Das palästinensische Kind Bashar Elayan hat die Sehkraft seines rechten Auges verloren, nachdem ihm gestern israelische Soldat*innen eine gummiüberzogene Metallkugel ins Gesicht schossen. Der Einsatz dieser gefährlichen Munition ist in Israel verboten, im besetzten Westjordanland im Einsatz gegen Palästinenser*innen jedoch erlaubt. Sie verursachen immer wieder schwerste Verletzungen & Behinderungen & werden auch gegen Kinder eingesetzt.

Bashar Elayan verlor die Sehrkraft seines rechten Auges, nachdem isr. Soldat*innen in sein Gesicht schossen.

Ebenfalls gestern entstand dieses Foto: Besatzungssoldaten halten palästinensische Arbeiter aus dem Westjordanland auf dem Weg zu ihrer Arbeit in Israel an & demütigen sie, weil sie keine isr. Arbeitserlaubnis haben (die sie selbstverständlich auch nicht bekommen können). Auch das ist eine Alltagsszene in Palästina.
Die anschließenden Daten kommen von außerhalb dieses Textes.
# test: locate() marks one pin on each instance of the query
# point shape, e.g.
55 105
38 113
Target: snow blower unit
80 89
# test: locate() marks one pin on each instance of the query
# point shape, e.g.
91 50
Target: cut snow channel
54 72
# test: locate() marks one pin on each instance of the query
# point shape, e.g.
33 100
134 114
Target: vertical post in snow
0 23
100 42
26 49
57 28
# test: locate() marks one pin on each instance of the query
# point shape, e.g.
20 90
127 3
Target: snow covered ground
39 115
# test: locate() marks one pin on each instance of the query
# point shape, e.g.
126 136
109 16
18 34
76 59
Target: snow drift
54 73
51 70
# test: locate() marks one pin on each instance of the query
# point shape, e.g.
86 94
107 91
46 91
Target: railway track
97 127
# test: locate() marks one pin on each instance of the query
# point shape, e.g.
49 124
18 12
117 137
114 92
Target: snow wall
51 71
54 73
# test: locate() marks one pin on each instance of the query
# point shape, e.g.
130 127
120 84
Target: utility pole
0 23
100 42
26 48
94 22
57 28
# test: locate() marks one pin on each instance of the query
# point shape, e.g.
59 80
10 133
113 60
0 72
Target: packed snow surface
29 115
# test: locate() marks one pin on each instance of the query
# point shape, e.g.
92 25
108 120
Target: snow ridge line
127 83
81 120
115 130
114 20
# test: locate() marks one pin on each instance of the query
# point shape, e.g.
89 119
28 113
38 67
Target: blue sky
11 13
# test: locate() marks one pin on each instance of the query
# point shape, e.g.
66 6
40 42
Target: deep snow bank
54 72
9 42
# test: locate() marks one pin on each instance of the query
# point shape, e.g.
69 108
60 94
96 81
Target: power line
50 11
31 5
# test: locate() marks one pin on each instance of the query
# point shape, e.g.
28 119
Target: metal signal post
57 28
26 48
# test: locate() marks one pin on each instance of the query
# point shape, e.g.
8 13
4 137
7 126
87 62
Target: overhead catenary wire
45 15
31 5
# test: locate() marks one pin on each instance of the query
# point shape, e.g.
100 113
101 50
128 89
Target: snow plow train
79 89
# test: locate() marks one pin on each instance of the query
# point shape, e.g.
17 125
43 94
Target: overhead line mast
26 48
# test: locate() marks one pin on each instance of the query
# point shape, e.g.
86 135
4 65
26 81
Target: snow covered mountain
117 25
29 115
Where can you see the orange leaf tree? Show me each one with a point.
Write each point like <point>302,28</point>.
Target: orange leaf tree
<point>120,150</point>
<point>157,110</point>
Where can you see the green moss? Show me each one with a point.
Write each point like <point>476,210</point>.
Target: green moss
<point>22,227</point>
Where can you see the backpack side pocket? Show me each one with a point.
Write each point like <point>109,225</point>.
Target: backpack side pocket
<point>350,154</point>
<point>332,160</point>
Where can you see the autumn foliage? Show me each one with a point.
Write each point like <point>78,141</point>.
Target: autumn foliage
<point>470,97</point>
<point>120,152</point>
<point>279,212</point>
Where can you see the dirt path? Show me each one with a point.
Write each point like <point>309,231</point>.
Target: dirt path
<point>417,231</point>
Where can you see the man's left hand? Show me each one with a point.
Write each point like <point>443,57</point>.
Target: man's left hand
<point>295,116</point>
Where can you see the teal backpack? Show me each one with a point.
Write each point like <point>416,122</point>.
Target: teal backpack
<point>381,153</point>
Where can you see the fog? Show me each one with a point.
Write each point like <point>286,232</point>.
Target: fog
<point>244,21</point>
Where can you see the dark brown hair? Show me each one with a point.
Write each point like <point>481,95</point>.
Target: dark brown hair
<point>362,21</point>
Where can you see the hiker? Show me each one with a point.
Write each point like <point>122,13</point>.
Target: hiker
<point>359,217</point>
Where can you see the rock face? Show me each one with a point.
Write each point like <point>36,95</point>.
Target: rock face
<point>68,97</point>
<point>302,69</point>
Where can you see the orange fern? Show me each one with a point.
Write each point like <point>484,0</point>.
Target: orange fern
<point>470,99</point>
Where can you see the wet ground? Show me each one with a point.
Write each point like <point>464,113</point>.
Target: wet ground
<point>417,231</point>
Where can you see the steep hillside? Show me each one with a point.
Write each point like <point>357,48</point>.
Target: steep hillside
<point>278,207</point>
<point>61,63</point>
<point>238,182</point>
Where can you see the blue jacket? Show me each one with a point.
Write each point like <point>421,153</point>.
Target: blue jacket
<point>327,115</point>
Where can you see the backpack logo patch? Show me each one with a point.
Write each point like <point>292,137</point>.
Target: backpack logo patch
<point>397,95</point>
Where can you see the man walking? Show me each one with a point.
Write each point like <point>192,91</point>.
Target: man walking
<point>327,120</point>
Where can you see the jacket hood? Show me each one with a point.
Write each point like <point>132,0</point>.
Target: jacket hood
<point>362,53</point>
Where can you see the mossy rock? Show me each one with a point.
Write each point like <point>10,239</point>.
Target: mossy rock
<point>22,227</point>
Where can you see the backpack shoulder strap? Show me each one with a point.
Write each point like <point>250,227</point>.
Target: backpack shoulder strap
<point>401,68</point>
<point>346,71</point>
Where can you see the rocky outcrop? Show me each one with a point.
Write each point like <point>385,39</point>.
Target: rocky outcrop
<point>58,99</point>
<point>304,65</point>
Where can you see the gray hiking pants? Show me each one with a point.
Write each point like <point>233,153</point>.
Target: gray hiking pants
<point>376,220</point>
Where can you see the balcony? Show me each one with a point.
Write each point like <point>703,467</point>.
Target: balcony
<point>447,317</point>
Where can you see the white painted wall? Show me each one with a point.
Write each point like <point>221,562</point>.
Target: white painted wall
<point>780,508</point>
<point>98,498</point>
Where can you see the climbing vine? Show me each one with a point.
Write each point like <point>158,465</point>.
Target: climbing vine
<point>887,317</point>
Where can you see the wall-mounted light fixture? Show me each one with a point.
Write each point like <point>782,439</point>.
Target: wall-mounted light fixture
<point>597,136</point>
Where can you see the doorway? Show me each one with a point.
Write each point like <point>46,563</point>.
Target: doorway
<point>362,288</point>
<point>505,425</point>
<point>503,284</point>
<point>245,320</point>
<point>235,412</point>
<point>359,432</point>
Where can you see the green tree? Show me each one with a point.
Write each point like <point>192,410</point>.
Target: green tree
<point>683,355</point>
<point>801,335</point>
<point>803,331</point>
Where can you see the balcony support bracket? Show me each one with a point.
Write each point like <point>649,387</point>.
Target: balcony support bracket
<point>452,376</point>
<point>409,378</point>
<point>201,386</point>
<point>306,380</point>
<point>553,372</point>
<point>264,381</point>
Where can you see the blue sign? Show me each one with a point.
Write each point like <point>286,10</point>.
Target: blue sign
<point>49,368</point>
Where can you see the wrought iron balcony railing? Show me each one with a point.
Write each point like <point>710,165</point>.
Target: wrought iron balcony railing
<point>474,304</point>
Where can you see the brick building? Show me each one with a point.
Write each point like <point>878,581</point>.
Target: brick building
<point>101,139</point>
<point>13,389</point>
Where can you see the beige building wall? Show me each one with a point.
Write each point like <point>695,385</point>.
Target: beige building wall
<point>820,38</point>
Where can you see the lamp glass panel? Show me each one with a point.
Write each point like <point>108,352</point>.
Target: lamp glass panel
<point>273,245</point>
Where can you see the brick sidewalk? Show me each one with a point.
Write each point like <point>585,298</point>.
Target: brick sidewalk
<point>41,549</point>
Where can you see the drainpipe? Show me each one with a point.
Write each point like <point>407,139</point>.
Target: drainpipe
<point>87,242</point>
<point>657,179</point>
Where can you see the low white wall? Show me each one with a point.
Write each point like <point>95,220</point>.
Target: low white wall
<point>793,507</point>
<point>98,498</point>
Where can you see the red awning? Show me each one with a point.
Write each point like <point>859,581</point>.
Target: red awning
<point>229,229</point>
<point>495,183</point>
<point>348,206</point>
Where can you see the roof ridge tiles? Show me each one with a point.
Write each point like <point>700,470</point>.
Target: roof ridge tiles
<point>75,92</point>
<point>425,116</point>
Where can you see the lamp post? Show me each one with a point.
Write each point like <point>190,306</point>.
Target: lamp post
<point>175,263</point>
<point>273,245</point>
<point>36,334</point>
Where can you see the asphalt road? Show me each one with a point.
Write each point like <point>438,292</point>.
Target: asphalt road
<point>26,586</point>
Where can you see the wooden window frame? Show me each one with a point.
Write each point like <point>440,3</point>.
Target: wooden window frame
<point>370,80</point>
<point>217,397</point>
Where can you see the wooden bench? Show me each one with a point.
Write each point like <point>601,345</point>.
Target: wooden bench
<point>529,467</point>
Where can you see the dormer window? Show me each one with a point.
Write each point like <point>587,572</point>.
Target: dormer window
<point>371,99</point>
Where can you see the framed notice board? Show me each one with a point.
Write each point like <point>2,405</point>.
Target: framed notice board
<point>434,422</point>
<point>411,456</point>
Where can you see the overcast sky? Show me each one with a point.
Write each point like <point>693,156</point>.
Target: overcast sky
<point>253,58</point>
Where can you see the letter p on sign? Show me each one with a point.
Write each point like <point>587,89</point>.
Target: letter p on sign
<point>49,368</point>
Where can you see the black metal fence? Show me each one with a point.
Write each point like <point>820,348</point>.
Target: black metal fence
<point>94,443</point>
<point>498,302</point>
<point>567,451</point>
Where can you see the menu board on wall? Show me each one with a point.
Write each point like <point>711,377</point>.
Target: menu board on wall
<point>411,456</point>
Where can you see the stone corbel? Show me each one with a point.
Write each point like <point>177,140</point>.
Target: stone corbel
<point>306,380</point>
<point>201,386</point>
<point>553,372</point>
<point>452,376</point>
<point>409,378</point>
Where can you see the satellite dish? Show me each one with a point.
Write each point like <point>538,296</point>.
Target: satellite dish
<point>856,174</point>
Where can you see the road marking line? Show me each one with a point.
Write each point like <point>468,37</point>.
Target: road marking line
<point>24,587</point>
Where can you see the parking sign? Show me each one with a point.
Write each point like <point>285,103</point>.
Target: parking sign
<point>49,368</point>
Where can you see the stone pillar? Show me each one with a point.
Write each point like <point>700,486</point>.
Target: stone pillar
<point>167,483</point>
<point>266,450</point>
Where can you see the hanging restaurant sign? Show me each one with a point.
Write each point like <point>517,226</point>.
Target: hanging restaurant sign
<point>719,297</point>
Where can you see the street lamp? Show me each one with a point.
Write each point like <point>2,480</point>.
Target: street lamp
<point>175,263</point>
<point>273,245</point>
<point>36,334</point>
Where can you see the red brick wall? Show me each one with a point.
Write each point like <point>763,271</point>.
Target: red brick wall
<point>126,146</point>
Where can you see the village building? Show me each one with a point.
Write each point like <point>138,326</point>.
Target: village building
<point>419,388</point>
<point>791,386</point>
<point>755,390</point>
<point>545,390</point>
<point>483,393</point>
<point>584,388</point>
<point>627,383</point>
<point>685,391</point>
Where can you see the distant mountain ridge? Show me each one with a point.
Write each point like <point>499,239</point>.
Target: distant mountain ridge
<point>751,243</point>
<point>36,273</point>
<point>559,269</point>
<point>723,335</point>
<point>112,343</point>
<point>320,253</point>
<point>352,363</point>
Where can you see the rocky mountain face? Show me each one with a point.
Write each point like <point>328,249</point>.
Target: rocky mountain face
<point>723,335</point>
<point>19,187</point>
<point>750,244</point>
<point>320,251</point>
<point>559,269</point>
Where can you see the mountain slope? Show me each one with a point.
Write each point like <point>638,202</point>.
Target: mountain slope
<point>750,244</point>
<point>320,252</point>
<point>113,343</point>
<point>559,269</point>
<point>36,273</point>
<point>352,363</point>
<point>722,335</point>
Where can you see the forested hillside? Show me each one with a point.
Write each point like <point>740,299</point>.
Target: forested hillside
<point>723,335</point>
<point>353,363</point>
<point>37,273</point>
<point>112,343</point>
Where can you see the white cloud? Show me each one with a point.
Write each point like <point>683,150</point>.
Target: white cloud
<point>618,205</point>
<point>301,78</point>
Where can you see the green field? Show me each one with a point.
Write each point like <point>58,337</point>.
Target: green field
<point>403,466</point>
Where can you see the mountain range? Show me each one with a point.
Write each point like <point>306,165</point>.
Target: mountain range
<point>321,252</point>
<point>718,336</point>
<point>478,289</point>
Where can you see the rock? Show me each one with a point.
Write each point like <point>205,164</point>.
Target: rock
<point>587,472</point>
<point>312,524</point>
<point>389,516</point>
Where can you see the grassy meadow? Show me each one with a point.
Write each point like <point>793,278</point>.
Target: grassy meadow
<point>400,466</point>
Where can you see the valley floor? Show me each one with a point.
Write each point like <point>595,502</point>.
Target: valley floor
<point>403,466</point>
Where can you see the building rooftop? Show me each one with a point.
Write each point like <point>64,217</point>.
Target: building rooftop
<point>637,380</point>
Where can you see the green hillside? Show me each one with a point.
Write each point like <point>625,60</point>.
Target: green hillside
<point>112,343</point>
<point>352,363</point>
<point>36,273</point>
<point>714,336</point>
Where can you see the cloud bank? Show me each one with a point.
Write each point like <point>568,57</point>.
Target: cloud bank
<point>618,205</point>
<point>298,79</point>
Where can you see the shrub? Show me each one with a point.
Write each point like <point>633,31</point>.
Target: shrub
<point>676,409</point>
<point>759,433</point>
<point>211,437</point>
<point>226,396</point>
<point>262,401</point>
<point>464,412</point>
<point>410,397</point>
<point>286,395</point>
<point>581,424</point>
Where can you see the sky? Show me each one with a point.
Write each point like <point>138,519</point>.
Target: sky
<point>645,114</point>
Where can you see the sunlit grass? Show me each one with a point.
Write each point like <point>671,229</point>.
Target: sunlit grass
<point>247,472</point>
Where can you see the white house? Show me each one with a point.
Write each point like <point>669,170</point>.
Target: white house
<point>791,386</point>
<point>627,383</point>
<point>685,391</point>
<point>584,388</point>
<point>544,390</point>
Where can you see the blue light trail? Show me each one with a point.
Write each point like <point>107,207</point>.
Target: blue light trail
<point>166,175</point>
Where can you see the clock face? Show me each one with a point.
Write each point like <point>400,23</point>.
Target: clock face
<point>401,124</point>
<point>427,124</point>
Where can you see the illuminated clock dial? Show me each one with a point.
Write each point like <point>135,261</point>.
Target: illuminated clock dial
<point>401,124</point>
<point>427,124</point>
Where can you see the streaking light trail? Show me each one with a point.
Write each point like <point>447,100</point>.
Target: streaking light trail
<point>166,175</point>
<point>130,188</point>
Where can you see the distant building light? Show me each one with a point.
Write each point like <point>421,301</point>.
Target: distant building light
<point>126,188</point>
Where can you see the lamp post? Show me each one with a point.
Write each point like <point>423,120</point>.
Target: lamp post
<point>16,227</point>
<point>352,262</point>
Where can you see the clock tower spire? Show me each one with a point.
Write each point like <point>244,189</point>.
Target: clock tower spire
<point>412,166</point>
Auch in Israel wurden heute Palästinenser*innen gedemütigt — obwohl sie isr. Pässe & somit isr. Staatsbürger*innen sind, aber eben nur zweiter Klasse. In Lod wurde heute ein pal. Wohnhaus abgerissen, die Familie ist nun obdachlos. Im Jahr 1948 (Staatsgründung Israels) wurde die Mehrzahl der pal. Bewohner*innen Lods von isr. Soldat*innen mit Waffengewalt vertrieben, etwa 50–70.000 Palästinenser*innen aus Lod verloren ihr Zuhause. Die wenigen Verbliebenen wurden jahrelang zu einem isolierten Leben hinter mit Stacheldraht abgezäunten Vierteln gezwungen, das sie ohne Erlaubnis isr. Behörden nicht verlassen durften.